Techniques
Approach:
- If the current pixel already has the newColor, return the image as it is.
- Call the utility
dfs
function (defined below) for our starting point. ( image[sr][sc]
)
- Pixels grid will get modified accordingly, and can be returned.
- In the
dfs
function
- check for the boundary conditions, and check if that pixel at
image[row][col]
equals oldColor (color of the starting pixel) and do return accordingly.
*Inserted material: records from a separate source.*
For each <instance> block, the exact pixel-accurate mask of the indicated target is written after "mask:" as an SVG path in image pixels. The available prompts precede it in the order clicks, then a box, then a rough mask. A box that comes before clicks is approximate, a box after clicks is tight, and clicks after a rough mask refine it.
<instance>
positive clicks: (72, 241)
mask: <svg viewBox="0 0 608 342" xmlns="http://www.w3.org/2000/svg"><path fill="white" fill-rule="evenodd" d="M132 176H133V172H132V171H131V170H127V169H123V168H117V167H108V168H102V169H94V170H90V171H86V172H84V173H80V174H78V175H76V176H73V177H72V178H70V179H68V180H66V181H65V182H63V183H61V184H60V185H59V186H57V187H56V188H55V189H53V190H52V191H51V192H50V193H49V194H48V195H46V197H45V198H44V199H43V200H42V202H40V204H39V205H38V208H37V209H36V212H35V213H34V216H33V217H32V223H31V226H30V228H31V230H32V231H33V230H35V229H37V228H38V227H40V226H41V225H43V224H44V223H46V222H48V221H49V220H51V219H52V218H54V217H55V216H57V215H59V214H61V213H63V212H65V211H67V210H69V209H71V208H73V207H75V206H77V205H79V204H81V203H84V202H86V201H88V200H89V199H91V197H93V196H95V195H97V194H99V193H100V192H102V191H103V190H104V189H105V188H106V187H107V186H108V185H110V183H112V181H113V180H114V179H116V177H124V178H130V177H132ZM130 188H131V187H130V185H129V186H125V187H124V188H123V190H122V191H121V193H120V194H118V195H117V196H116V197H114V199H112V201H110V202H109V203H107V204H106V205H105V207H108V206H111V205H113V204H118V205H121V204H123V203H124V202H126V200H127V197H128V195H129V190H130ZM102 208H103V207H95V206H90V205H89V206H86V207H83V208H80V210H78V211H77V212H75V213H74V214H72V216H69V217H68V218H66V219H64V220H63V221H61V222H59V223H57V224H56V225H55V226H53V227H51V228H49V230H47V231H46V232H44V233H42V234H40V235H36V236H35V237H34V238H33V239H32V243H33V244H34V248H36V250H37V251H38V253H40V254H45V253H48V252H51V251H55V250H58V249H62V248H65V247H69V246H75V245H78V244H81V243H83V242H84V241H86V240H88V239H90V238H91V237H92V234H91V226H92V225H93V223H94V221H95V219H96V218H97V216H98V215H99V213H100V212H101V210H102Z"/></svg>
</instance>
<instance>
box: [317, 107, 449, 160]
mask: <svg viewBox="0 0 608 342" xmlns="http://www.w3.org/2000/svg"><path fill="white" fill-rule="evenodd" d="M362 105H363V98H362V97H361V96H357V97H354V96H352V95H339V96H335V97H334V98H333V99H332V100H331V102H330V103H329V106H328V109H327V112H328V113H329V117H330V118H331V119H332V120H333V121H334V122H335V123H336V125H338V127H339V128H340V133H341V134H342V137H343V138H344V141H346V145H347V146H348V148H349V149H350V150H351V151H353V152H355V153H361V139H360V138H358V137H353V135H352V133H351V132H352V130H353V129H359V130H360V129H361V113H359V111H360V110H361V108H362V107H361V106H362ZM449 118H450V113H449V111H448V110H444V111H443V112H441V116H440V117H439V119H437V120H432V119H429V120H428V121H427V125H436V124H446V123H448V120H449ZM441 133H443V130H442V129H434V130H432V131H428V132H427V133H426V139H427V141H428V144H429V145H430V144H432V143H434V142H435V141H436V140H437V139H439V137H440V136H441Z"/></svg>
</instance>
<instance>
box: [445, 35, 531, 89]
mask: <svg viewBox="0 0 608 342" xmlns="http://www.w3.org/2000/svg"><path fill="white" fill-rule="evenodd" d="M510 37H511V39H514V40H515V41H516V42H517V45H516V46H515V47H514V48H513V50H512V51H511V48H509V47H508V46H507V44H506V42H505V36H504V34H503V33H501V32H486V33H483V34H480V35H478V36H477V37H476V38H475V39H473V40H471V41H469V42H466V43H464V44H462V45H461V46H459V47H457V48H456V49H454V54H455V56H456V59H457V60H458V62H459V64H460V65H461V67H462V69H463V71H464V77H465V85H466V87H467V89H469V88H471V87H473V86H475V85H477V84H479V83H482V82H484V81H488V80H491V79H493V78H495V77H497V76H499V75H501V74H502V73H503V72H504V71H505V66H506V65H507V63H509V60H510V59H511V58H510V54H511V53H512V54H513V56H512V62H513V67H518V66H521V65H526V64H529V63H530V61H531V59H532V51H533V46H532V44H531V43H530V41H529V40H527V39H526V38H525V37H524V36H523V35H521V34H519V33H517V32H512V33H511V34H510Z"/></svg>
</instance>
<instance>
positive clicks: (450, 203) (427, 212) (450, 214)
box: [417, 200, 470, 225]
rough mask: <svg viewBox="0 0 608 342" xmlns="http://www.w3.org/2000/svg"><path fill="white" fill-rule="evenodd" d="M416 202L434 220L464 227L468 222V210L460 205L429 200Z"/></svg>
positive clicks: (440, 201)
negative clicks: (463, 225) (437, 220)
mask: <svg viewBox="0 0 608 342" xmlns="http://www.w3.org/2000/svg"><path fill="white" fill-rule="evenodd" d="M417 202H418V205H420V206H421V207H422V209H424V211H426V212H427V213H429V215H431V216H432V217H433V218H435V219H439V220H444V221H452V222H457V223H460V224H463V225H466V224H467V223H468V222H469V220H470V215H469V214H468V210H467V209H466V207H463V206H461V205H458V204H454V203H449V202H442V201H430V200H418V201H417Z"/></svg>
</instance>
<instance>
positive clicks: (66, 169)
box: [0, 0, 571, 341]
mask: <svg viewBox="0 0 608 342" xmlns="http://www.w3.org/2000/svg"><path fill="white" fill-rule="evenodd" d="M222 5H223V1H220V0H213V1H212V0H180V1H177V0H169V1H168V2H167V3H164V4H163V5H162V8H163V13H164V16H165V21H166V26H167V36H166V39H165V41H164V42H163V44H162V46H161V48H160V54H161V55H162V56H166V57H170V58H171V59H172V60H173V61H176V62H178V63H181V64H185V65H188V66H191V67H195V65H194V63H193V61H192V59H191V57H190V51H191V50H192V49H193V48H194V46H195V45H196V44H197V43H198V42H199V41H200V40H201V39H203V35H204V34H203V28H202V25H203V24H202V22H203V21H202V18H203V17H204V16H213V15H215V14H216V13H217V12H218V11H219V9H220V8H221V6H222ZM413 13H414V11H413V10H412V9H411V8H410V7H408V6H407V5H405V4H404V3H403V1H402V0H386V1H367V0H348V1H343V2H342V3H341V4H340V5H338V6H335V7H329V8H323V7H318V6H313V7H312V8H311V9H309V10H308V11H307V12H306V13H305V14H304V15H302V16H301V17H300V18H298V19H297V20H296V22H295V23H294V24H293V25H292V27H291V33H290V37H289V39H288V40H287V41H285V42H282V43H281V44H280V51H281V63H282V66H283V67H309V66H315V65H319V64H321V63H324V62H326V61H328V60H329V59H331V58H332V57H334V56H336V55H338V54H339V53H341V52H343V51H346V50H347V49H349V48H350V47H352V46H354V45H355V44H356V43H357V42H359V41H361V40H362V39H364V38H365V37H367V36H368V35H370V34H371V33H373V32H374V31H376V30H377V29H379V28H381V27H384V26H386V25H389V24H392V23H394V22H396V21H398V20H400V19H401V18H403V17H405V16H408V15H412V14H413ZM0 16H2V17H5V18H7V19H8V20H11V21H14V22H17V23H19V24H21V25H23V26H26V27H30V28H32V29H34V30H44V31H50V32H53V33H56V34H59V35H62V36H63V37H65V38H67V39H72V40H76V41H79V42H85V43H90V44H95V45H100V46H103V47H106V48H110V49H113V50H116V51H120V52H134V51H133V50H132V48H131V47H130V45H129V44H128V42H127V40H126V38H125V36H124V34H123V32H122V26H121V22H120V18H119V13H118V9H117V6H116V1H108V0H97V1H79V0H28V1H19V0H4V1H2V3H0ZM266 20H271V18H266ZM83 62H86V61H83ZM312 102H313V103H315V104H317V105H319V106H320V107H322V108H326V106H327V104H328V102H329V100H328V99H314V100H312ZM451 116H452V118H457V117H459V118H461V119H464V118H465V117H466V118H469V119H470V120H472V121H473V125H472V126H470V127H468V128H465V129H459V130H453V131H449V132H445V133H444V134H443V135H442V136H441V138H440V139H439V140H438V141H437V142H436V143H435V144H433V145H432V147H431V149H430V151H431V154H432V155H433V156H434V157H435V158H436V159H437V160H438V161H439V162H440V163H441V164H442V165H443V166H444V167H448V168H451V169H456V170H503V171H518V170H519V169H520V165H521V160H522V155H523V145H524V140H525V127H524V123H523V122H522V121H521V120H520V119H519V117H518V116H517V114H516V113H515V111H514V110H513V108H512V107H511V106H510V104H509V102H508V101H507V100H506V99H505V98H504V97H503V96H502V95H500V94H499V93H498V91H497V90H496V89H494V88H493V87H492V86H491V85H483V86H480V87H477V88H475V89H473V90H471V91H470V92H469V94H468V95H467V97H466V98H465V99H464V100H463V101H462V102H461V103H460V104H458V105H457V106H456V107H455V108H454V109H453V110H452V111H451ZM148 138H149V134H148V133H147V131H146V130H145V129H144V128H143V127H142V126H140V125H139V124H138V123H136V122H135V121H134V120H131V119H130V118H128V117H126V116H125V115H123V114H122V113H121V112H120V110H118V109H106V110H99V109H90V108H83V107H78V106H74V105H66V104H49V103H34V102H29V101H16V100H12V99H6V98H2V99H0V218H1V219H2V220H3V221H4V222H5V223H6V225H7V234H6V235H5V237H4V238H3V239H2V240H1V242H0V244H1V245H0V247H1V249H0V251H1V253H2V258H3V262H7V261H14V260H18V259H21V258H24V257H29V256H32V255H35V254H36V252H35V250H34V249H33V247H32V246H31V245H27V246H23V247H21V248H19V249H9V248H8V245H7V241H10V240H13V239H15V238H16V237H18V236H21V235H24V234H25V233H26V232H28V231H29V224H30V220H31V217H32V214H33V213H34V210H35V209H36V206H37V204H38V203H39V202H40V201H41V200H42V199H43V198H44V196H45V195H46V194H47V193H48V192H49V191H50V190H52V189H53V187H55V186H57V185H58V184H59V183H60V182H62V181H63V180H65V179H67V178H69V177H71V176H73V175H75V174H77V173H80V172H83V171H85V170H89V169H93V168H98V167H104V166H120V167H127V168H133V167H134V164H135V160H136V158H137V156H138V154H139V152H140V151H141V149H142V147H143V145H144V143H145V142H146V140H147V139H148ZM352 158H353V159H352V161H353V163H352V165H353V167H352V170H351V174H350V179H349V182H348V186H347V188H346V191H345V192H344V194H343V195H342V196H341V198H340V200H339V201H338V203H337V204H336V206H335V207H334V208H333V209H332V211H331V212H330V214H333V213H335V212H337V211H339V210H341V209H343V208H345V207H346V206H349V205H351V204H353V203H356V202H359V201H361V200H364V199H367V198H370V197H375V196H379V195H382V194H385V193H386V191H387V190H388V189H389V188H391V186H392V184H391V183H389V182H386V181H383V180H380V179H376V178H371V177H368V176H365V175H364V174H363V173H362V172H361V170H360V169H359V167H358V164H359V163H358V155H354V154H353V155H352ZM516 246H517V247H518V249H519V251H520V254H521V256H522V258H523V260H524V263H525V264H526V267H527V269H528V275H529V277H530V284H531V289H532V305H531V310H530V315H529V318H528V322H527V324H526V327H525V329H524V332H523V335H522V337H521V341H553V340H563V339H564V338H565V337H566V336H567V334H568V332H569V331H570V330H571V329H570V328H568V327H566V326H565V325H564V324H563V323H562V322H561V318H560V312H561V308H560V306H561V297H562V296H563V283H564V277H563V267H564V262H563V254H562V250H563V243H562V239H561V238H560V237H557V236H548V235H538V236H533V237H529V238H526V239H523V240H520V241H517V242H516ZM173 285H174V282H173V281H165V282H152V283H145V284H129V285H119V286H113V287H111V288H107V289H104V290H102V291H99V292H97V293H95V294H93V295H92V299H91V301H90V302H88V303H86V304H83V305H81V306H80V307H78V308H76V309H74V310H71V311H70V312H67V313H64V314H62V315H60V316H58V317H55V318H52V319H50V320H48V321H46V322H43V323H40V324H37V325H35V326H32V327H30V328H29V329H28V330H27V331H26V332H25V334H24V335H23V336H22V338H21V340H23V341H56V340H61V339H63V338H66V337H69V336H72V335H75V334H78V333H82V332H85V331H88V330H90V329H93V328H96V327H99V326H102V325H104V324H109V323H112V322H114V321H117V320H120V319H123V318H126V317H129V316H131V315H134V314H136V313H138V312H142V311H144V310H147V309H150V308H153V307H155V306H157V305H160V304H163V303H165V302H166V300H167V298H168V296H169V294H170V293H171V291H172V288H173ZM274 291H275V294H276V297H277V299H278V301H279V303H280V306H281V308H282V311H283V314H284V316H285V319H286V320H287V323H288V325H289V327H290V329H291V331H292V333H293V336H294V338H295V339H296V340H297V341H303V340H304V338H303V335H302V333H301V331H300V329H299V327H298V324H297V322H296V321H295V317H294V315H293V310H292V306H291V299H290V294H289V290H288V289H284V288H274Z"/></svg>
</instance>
- Change the pixel value to
newColor
- Call the
dfs
recursively on the 4-directionally neighbouring pixels of the current pixel.
Complexity
- Time Complexity: O(mn) in the worst case, we will have to visit all pixels.
- Space Complexity: O(1)
Code:
class Solution {
public int[][] floodFill(int[][] image, int sr, int sc, int newColor) {
if(image[sr][sc] == newColor) return image;
int m = image.length;
int n = image[0].length;
dfs(image, sr, sc, image[sr][sc], newColor);
return image;
}
static void dfs(int[][] image, int row, int col, int oldColor, int newColor){
if(row < 0 || row >= image.length || col < 0 || col >= image[0].length || image[row][col] != oldColor) return;
image[row][col] = newColor;
dfs(image, row - 1, col, oldColor, newColor);
dfs(image, row + 1, col, oldColor, newColor);
dfs(image, row, col - 1, oldColor, newColor);
dfs(image, row, col + 1, oldColor, newColor);
return;
}
}